Un CSE (comité social et économique) extraordinaire est convoqué le 8 décembre, durant lequel la CGT de Corse "exige que toute la transparence soit faite sur cette transaction." Si les réponses voulues n'étaient pas apportées, le syndicat prévient : "nous entamerons les mobilisations nécessaires".
Une opération qui "menace tout le secteur de la santé" insulaire, selon Femu A Corsica
Femu A Corsica, de son côté, "s'oppose avec force à ce qu'un groupe extérieur à l'île, propriétaire de 17 établissements en région Sud, et de 19 en Ile de France, puisse détenir, à travers le rachat projeté, une place majeure dans le secteur de la santé à Bastia et en Corse", indique le parti autonomiste dans un communiqué ce 3 décembre."Et ce d'autant plus que cette opération n'est qu'une déclinaison supplémentaire d'une logique prédatrice d'ensemble, mise en œuvre par des grands groupes extérieurs à l'île, et qui menace tout le secteur de la santé, celui du médico-social, et de l'aide en faveur des personnes âgées."
La Corse, poursuit le communiqué, "a vocation à construire un système de santé moderne, performant, où les structures publiques jouent pleinement leur rôle en faveur du droit à la santé pour tous (y compris à travers la création d'un CHU), et où les structures privées s'inscrivent dans un fonctionnement global cohérent avec la vision d'ensemble d'une société construite autour des valeurs de solidarité, d'entraide, et de justice sociale, pour les salariés et praticiens de ces structures comme pour leurs patients."
Femu A Corsica appelle de fait la collectivité de Corse, l'Etat et les structures publiques et privées et leurs institutions représentatives et syndicats à "poser un cadre global de discussion visant à mettre en oeuvre ces principes pour structurer une offre de santé conforme aux intérêts de la Corse et des Corses."Les acquisitions financières réalisées par de grands groupes externes dans le domaine de la santé,du secteur médico-social,de l'aide à la personne, se multiplient en #Corse.Le dernier épisode est la vente du groupe #Maymard.@Partitu_FemuAC @femuacorsica s'oppose à ces logiques ⤵️ pic.twitter.com/1qckHH7trC
— Jean-Félix Acquaviva (@JF_Acquaviva) December 3, 2020
En l'attente, le parti autonomiste corse demande que toute opération de rachat d'un établissement existant dans le domaine de la santé ou du médico-social "par un grand groupe extérieur soit [...] interdite."

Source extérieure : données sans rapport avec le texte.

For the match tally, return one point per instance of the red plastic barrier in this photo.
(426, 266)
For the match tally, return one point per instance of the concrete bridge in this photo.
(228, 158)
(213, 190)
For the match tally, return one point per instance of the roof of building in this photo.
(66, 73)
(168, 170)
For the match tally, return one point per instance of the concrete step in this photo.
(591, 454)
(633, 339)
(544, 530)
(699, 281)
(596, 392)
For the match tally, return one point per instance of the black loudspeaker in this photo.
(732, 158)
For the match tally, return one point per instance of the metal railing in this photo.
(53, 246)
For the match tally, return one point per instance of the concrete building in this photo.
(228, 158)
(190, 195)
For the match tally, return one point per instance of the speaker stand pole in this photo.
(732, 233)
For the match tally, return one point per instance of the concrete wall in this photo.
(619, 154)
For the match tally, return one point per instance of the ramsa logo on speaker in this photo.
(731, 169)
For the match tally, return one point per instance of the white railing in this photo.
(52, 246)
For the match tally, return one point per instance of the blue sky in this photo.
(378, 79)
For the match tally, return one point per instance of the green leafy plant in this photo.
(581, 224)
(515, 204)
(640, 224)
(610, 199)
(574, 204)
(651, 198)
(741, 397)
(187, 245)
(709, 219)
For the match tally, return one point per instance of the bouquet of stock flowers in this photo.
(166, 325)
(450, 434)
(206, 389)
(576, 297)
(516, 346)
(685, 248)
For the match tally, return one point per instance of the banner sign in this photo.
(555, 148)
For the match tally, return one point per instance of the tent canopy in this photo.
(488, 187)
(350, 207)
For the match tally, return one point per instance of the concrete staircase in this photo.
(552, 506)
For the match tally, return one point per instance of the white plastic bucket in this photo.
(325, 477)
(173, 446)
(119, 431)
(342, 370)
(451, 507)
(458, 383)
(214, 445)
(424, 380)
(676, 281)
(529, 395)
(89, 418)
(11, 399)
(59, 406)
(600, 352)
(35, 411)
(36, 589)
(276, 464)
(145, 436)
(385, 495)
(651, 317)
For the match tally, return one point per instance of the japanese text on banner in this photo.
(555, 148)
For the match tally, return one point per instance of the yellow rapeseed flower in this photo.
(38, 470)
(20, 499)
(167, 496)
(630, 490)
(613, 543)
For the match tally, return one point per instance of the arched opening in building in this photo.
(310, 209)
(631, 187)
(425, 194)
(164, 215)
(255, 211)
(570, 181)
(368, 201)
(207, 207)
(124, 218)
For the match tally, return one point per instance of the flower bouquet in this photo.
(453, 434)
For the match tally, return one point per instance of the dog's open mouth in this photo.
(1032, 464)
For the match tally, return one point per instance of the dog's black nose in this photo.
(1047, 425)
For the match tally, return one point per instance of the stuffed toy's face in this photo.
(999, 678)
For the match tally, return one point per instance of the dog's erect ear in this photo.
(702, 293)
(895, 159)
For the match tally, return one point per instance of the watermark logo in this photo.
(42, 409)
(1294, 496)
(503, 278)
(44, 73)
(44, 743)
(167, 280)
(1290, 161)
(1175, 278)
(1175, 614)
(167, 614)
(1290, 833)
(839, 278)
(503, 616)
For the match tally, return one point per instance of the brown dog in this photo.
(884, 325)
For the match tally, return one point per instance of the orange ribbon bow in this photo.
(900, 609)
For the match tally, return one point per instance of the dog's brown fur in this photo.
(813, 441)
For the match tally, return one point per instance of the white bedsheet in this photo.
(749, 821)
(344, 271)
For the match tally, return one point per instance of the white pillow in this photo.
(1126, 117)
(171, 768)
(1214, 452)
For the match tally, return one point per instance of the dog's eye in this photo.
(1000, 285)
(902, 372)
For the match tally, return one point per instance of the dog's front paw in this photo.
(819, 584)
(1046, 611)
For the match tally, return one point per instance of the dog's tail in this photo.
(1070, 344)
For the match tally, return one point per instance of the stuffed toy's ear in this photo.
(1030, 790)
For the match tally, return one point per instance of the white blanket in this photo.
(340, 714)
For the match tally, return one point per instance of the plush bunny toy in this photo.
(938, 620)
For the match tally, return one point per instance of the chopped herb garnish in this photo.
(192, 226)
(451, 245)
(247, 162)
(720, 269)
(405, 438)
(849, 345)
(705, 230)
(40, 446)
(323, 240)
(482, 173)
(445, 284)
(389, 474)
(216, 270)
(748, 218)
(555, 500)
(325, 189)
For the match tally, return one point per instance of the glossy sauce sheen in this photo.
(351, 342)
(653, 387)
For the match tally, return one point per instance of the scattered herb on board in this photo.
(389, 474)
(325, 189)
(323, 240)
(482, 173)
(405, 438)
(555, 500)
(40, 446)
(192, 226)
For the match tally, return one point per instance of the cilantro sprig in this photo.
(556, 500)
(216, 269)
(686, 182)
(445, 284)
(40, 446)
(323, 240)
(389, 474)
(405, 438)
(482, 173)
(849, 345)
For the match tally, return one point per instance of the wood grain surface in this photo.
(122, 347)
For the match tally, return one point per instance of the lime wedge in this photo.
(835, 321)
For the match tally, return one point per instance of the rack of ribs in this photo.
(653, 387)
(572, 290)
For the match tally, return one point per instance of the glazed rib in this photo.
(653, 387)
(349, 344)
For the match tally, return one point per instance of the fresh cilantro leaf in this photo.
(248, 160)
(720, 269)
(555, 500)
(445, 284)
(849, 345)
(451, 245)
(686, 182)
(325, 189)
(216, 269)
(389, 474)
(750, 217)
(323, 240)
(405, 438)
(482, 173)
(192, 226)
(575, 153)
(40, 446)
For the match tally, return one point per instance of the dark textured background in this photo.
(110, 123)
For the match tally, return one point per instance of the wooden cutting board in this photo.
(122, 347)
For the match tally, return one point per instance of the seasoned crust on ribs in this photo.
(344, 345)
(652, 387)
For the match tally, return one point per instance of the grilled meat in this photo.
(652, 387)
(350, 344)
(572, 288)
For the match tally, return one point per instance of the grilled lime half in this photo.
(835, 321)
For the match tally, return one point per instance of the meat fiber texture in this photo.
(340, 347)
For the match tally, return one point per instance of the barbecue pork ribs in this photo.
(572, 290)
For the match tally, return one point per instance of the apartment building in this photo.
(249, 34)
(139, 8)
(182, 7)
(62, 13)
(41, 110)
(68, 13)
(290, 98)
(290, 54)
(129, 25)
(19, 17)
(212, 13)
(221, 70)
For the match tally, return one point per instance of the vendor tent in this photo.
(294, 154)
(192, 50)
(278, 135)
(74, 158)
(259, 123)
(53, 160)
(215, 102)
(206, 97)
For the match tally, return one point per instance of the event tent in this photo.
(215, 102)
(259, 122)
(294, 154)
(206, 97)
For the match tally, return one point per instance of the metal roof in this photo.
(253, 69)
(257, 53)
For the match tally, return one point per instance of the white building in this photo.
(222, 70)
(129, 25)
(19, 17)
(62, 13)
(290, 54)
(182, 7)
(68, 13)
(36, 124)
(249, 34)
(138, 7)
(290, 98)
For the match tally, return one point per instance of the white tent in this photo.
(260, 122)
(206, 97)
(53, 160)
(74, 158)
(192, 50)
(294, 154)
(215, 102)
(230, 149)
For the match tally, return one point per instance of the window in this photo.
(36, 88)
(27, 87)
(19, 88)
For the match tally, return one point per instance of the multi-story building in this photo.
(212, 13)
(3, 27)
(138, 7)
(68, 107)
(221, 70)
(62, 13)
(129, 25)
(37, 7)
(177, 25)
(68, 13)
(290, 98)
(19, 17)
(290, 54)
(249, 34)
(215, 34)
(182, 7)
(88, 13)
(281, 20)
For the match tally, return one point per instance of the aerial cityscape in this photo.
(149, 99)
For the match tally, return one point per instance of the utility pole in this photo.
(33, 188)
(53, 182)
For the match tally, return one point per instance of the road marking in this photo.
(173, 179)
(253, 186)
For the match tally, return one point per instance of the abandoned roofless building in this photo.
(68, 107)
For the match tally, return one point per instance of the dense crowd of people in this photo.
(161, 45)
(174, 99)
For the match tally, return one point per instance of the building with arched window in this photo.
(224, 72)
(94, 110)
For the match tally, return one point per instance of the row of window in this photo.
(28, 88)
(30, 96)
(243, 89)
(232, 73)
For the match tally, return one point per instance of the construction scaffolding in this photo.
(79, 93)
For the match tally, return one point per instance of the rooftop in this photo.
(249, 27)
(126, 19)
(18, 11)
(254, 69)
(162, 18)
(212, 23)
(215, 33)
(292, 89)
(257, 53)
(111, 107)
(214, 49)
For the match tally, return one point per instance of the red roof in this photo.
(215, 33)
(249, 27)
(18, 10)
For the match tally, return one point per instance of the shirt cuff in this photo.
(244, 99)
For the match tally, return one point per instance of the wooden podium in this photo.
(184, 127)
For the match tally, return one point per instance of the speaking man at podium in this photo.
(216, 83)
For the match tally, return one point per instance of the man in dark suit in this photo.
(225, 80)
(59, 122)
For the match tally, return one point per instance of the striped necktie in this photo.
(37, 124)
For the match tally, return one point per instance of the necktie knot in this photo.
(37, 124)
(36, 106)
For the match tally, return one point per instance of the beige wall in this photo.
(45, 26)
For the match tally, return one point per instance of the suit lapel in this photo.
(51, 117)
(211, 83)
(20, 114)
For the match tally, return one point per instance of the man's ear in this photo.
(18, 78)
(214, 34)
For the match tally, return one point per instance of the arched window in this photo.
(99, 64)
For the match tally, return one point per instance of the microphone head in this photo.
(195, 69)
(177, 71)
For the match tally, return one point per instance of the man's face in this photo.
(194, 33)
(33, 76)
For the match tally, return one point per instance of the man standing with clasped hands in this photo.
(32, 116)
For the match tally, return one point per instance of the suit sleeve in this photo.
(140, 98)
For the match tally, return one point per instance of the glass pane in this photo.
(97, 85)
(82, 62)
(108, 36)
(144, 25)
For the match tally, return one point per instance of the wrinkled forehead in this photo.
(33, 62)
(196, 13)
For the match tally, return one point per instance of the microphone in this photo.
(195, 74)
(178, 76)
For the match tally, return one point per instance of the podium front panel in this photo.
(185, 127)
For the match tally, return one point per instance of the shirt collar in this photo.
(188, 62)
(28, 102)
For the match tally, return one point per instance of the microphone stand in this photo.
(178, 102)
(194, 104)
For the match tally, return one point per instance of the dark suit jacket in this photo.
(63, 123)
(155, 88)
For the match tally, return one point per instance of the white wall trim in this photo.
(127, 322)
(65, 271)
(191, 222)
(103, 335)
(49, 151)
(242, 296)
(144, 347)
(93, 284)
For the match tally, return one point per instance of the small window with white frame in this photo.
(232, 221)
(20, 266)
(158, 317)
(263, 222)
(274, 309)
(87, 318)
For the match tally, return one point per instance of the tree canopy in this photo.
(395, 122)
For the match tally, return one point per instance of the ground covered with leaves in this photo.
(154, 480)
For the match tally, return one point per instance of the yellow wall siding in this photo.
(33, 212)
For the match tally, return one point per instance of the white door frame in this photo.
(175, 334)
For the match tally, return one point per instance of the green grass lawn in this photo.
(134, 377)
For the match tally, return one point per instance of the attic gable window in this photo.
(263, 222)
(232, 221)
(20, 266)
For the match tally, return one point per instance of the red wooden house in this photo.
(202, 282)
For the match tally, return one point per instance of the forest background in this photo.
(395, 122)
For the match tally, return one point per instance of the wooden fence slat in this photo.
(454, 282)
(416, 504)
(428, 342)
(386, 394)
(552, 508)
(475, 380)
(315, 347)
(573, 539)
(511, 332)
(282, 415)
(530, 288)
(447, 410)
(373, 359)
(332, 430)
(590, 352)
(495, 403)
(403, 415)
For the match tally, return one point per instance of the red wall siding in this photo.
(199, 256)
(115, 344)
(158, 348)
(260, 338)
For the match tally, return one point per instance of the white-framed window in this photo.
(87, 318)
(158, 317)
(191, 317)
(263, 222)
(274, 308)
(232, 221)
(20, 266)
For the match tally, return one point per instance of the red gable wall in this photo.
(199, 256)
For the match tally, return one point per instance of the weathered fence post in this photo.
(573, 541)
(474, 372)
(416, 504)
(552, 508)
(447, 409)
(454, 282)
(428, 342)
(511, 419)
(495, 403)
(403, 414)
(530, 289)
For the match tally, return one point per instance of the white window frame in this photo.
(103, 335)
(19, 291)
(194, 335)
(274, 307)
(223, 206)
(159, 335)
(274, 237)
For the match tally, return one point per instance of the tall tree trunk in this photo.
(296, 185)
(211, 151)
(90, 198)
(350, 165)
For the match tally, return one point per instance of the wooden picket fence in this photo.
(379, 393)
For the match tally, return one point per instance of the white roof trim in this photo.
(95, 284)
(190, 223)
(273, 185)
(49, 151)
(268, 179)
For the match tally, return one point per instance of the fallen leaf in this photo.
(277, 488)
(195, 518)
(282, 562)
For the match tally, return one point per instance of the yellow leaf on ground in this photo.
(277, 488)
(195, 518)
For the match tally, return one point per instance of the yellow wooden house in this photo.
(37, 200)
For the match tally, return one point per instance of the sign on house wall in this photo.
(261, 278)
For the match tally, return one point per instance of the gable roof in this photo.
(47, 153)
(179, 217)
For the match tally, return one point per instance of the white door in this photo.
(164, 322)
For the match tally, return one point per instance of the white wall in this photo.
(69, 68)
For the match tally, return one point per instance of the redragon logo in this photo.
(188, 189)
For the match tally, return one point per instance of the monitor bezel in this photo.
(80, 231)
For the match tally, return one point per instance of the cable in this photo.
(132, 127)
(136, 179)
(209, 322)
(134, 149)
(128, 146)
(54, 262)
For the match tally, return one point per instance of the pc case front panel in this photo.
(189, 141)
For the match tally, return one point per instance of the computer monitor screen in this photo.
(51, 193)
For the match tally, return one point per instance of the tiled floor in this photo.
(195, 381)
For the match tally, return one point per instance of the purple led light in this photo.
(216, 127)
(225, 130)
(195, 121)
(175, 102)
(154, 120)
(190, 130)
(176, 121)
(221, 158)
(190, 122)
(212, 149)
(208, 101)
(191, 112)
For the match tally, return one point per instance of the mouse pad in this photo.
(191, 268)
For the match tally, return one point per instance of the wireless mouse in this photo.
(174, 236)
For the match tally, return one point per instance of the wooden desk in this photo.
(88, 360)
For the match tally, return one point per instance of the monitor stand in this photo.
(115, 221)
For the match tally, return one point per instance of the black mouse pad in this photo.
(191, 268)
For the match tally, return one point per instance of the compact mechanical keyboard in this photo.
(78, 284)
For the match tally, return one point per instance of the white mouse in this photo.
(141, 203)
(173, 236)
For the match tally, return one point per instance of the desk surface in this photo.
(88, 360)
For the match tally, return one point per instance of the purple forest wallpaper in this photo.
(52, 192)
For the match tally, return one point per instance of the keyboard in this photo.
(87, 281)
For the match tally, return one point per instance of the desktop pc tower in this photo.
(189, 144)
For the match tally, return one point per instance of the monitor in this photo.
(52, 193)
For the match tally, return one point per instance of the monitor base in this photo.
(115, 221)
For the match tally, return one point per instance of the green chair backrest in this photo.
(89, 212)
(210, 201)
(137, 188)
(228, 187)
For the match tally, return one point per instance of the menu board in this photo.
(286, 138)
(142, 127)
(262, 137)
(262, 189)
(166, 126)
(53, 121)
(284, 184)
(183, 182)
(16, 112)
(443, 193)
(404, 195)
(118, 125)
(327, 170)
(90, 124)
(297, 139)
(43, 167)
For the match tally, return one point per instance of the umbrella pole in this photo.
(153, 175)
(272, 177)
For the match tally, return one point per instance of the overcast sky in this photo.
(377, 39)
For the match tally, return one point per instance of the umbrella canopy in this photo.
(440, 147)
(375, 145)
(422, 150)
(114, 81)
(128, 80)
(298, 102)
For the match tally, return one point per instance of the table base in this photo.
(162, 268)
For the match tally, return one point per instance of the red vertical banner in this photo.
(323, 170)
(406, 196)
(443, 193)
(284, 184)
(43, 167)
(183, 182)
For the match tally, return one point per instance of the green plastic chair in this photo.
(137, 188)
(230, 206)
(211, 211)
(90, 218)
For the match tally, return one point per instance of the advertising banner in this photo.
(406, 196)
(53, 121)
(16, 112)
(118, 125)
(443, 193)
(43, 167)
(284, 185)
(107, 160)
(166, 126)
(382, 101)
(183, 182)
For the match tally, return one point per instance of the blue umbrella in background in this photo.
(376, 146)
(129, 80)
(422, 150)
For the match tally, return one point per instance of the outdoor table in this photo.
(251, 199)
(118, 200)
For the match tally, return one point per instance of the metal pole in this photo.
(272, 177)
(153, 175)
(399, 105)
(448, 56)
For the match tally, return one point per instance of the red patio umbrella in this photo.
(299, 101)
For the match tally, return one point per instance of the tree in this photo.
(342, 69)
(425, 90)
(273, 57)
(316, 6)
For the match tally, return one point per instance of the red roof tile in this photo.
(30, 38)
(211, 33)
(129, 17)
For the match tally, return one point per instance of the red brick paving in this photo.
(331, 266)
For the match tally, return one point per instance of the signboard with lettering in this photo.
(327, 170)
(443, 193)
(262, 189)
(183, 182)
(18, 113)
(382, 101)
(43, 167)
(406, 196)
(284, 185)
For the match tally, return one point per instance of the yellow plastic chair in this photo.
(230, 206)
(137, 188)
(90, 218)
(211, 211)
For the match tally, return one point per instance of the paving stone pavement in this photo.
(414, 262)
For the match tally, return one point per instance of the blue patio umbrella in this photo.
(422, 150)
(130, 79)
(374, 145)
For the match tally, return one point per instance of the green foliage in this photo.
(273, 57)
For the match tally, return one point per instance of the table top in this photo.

Pérénnité des soins et protection des emplois
Un début de polémique que Lizy Maymard, présidente du groupe éponyme, assure avoir "entendu". "C'est logique qu'il y ait des questions, et ça me parait même sain". Mais la présidente du groupe souhaite désormais faire en sorte "que les choses se fassent calmement".Aucun document de rachat n'a encore été formellement signé, rappelle-t-elle. Mais si des négociations exclusives ont été entamées avec une entreprise continentale plutôt qu'insulaire, c'est parce qu'"aucune proposition locale n'était raisonnable". ""Le groupe Almaviva santé est un petit groupe que nous connaissons bien, et qui a l'habitude de reprendre des cliniques familiales. Nous pensons qu'il s'agit de la meilleure solution."
Contacté ce vendredi 4 décembre, elle assure qu'à la clinique et dans les autres établissements, "tout se passe normalement, le personnel travaille comme à l'habitude."Le groupe Almaviva santé est un petit groupe que nous connaissons bien, et qui a l'habitude de reprendre des cliniques familiales.
Les emplois des salariés du groupe, promet-elle, seront tous préservés. Plus encore, glisse Lizy Maymard, avec ce rachat devrait naître un "projet de santé ambitieux". Si aucun détail précis n'a pour l'heure été avancé, celui-ci aura pour objectif de "faire en sorte que les gens arrêtent de partir sur le continent pour se faire soigner, et puissent tous être pris en charge sur l'île."